To evaluate: The values of functions $f\left(x\right)$, $g\left(x\right)$, $\left(f\circ g\right)\left(x\right)$ and $\left(g\circ f\right)\left(x\right)$ if the rule of the function f is add one and the rule of the function g is multiply by 2.

Answer to Problem 4E

The values of function $f\left(x\right)$ is $g\left(x\right)$ is $2x$, $\left(f\circ g\right)\left(x\right)$ is $2x+1$, $\left(g\circ f\right)\left(x\right)$ is $2\left(x+1\right)$.

Explanation of Solution

Section1:

The rule of the function f is adding one.

So, the value of function $f\left(x\right)$ is added by one.

$f\left(x\right)=x+1$

Thus, the value of function $f\left(x\right)$ is $x+1$.

Section2:

The rule of the function f is multiply by 2.

So, the value of function $g\left(x\right)$ is multiplied by one.

$g\left(x\right)=2x$

Thus, the value of function $g\left(x\right)$ is $2x$.

Section3:

The rule of the function f is add one and the rule of the function g is multiply by 2.

From section 2:

The value of function $f\left(x\right)$ is $x+1$.

From section3:

The value of function $g\left(x\right)$ is $2x$.
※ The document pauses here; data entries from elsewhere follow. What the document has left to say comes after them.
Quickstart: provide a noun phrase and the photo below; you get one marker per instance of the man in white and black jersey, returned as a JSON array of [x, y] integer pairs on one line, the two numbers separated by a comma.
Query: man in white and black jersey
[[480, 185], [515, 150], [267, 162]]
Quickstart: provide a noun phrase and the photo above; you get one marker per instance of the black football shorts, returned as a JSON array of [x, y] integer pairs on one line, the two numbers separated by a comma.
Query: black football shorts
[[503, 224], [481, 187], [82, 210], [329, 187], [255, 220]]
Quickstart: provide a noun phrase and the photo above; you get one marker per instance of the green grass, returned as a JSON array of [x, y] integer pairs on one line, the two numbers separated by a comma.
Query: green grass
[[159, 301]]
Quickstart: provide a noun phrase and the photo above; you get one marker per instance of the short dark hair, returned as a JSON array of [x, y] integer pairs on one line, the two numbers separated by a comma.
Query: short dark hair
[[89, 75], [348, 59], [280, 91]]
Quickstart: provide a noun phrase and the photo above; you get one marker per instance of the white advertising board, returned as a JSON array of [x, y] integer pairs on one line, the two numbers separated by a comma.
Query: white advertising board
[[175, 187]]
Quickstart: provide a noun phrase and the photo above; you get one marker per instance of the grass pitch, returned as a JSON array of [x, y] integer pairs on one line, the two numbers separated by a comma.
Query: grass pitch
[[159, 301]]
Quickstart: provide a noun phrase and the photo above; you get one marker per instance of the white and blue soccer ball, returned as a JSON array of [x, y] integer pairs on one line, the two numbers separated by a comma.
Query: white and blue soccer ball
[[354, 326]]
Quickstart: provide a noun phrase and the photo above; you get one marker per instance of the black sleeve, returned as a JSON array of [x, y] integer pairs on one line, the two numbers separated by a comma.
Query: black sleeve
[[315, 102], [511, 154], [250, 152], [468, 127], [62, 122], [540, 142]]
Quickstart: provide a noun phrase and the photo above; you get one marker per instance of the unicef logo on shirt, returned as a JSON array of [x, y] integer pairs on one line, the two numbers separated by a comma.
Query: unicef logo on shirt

The function $f\circ g$ is called the compositions of functions f and g and the domain of $f\circ g$ is set of all x in the domain of g such that $g\left(x\right)$ is in the domain of f, that means,

$\left(f\circ g\right)\left(x\right)=f\left(g\left(x\right)\right)$

Substitute the values of $f\left(x\right)$ and $g\left(x\right)$ in above formula,

$\begin{array}{c}\left(f\circ g\right)\left(x\right)=f\left(2x\right)\\ =2x+1\end{array}$

Thus, the value of function $\left(f\circ g\right)\left(x\right)$ is $2x+1$.

Section4:

The rule of the function f is add one and the rule of the function g is multiply by 2.

From section 2:

The value of function $f\left(x\right)$ is $x+1$.

From section3:

The value of function $g\left(x\right)$ is $2x$.

The function $g\circ f$ is called the compositions of functions g and f and the domain of $g\circ f$ is set of all x in the domain of f such that $f\left(x\right)$ is in the domain of g, that means,

$\left(g\circ f\right)\left(x\right)=g\left(f\left(x\right)\right)$

Substitute the values of $f\left(x\right)$ and $g\left(x\right)$ in above formula,

$\begin{array}{c}\left(g\circ f\right)\left(x\right)=g\left(x+1\right)\\ =2\left(x+1\right)\end{array}$

Thus, the value of function $\left(g\circ f\right)\left(x\right)$ is $2\left(x+1\right)$.